With support from the University of Richmond

History News Network

History News Network puts current events into historical perspective. Subscribe to our newsletter for new perspectives on the ways history continues to resonate in the present. Explore our archive of thousands of original op-eds and curated stories from around the web. Join us to learn more about the past, now.

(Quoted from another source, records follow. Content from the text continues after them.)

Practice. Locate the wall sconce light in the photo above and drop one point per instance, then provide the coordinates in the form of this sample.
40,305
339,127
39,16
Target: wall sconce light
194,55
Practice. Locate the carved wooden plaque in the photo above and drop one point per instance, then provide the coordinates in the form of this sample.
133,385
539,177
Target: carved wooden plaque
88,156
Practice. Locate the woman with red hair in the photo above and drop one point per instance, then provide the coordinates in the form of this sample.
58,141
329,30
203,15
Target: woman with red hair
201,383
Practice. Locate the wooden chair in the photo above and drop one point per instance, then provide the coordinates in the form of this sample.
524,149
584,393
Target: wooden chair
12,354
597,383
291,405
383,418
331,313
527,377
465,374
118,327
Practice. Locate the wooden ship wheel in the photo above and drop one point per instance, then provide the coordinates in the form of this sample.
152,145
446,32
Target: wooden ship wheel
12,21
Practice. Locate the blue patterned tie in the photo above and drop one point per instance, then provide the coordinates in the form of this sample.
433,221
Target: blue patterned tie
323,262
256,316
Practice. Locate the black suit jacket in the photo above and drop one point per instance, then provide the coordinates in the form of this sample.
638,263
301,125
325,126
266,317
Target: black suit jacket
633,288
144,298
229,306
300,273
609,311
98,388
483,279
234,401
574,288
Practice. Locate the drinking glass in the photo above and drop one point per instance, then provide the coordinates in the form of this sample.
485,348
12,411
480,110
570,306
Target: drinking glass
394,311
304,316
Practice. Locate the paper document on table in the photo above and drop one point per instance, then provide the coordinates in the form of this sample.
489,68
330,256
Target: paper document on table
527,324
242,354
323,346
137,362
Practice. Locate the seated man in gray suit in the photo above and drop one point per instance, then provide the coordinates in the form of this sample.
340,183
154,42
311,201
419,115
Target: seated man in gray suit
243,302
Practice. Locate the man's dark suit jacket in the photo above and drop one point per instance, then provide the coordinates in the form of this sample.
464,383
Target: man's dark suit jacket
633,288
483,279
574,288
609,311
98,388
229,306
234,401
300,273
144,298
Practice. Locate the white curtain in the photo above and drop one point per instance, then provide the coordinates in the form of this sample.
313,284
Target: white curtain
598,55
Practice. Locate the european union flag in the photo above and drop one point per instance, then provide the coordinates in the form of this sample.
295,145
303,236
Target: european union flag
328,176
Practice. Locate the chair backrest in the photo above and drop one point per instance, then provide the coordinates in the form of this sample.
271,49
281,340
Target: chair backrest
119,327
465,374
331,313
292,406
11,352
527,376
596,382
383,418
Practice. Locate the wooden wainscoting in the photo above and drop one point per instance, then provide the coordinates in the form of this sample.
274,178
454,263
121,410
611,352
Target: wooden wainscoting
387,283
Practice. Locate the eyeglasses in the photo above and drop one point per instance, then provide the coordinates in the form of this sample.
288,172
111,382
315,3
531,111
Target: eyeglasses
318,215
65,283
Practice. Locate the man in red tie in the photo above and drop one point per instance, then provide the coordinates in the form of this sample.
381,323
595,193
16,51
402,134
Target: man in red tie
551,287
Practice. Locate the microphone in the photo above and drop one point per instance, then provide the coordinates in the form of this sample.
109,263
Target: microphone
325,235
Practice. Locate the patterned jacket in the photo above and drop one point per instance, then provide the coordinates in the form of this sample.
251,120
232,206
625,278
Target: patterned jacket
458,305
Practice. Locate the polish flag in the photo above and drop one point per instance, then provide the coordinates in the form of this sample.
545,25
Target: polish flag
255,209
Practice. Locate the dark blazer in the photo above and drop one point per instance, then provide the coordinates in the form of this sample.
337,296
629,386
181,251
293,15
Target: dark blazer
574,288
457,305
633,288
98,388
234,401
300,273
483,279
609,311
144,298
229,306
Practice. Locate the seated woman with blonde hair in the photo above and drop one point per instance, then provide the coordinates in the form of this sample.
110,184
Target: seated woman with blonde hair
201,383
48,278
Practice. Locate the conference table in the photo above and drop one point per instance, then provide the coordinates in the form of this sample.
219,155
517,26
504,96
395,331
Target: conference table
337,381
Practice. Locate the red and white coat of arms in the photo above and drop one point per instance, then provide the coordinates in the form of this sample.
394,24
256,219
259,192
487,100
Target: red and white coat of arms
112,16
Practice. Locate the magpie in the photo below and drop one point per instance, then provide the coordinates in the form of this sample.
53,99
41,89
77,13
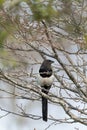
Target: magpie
45,80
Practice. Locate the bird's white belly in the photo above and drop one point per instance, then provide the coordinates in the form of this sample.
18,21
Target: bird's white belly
45,81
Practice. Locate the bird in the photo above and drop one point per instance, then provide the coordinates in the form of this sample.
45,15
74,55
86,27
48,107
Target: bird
45,80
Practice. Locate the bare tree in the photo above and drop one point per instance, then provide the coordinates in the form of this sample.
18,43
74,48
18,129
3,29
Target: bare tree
62,38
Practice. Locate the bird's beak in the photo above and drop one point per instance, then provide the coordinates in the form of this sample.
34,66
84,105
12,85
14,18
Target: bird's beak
52,61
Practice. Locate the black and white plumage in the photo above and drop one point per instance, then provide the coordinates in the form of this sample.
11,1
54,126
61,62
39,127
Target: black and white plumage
45,80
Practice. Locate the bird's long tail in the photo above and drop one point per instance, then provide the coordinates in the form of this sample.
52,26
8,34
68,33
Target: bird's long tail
44,106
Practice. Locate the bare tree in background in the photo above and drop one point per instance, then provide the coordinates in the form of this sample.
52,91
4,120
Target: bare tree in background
29,38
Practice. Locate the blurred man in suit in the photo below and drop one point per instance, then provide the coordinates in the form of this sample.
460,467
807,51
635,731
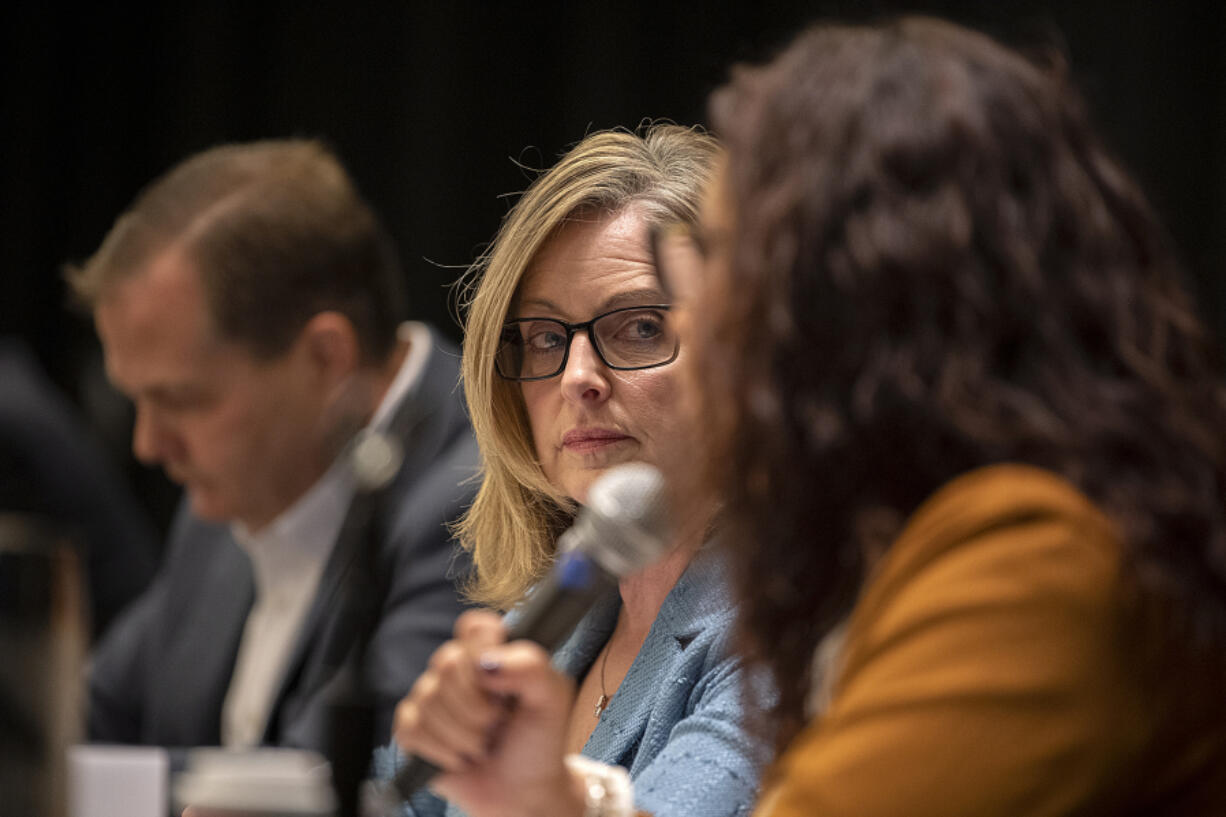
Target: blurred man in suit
249,303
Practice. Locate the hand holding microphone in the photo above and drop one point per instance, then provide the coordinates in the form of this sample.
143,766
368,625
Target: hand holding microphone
457,717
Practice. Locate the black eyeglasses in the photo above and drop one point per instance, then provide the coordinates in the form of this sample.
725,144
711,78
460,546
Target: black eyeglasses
632,337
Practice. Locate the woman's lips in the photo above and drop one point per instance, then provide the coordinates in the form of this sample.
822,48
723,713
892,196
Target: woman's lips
591,439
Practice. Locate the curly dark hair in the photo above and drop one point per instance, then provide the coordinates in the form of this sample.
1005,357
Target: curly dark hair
936,265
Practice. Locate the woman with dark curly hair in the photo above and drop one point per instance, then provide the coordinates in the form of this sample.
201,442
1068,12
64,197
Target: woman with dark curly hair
970,434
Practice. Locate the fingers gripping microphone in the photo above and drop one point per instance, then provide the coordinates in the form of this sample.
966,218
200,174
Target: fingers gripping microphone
622,529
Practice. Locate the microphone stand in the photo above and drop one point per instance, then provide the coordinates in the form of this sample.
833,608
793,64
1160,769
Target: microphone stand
375,459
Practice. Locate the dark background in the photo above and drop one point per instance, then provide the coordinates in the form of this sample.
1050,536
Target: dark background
437,106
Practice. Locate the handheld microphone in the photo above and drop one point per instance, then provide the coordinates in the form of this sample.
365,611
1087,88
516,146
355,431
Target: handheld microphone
622,529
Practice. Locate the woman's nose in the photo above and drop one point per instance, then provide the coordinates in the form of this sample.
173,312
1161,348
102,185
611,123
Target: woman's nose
585,379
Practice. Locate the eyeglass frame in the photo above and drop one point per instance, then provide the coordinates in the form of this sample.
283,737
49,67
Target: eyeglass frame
571,329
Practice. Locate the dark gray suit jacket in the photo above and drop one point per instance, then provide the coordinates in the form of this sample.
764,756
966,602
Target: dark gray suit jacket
161,675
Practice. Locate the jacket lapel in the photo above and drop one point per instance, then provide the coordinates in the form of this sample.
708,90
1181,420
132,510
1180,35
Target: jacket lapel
326,639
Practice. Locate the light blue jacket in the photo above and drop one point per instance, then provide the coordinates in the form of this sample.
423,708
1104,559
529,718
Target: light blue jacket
678,719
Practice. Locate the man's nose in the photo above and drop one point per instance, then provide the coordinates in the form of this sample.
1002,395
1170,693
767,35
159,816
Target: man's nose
148,437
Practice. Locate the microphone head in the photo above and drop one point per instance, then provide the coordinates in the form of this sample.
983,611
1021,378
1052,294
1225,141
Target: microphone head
625,519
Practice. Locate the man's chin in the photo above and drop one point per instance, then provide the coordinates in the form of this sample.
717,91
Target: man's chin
207,506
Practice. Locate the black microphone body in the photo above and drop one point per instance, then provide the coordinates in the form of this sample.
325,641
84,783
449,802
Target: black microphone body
622,530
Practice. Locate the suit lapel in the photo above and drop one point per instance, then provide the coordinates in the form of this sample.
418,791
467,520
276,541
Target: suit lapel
326,637
212,599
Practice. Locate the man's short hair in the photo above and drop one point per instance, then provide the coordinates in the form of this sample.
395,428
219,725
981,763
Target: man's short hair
277,232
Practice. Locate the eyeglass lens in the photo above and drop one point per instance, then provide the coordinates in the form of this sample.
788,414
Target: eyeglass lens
624,339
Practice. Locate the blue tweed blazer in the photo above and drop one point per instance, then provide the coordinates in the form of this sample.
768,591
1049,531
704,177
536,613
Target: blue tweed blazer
677,721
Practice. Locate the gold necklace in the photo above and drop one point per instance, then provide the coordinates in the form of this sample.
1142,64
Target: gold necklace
603,701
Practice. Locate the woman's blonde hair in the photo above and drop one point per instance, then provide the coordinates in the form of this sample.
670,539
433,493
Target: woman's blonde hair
516,518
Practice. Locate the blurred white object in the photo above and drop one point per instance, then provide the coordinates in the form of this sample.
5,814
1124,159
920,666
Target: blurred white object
118,782
272,782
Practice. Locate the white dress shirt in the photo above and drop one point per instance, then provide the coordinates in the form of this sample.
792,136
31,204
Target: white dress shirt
287,557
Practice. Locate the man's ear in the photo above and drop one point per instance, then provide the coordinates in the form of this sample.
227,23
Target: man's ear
331,346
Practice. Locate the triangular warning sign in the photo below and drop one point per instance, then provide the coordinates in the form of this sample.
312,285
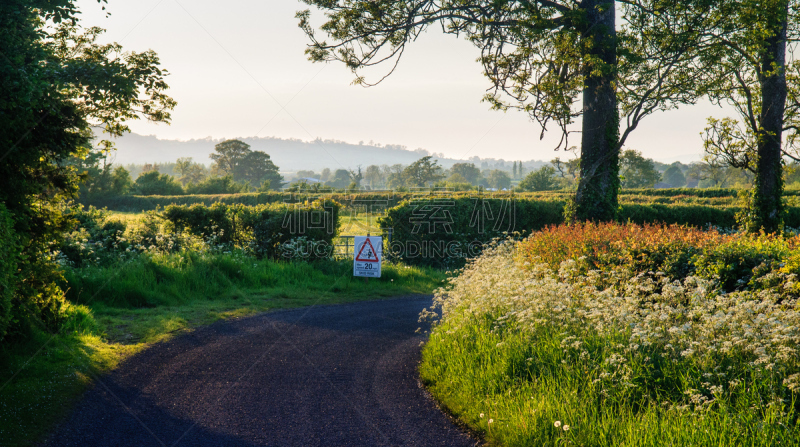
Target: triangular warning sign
370,255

Q. & A.: Sean Wilentz on Bob Dylan

The historian Sean Wilentz, the author of “The Rise of American Democracy” and “The Age of Reagan,” has a long-standing interest in the songs of Bob Dylan, going back to his childhood in Greenwich Village. His father and uncle ran the Eighth Street Bookshop, an important gathering place for the Beats and other downtown literary spirits; it was in his uncle’s apartment, above the store, that Dylan first met Allen Ginsberg. Wilentz has synthesized his memories, musical impressions, and historical analysis in a striking new book entitled “Bob Dylan in America,” which Doubleday will publish next month; newyorker.com runs an excerpt this week. As a sometime Dylan obsessive—in 1999 I wrote a long piece about Dylan, which will reappear in my forthcoming book “Listen to This”—I approached Wilentz with some questions about his latest work.

ALEX ROSS: I was fascinated by your decision to begin your book with a chapter on Aaron Copland. What led you to start there?

SEAN WILENTZ: I wanted to explore Dylan’s roots in the musical world of the Popular Front, but didn’t want to retell the stories about Woody Guthrie and Pete Seeger. I’d written an essay on Copland for a wholly different occasion, and started coming to grips with Copland’s Popular Front affiliations, which had helped spur his elevation of American folk music. I had a hunch that, somewhere, there must be links between Copland and Dylan.

For a while after 9/11, I recalled, Dylan opened many of his shows by playing recorded bits of Copland’s music. Then I ran across an enthusiastic review in the Daily Worker of Copland’s early work, written by Charles Seeger, Pete’s father. The chapter just grew from there.

Readers expecting a standard biography, which this book is not, may anticipate learning about how Copland had some direct and profound influence on Dylan’s early work. They will be disappointed, and the book’s introduction tries to ward off such expectations.

In the Copland chapter, I’m interested in making other kinds of connections, not just between Dylan’s work and an individual or several individuals, but between his work and a larger cultural congeries of the nineteen-thirties and nineteen-forties. The succeeding chapters take different approaches.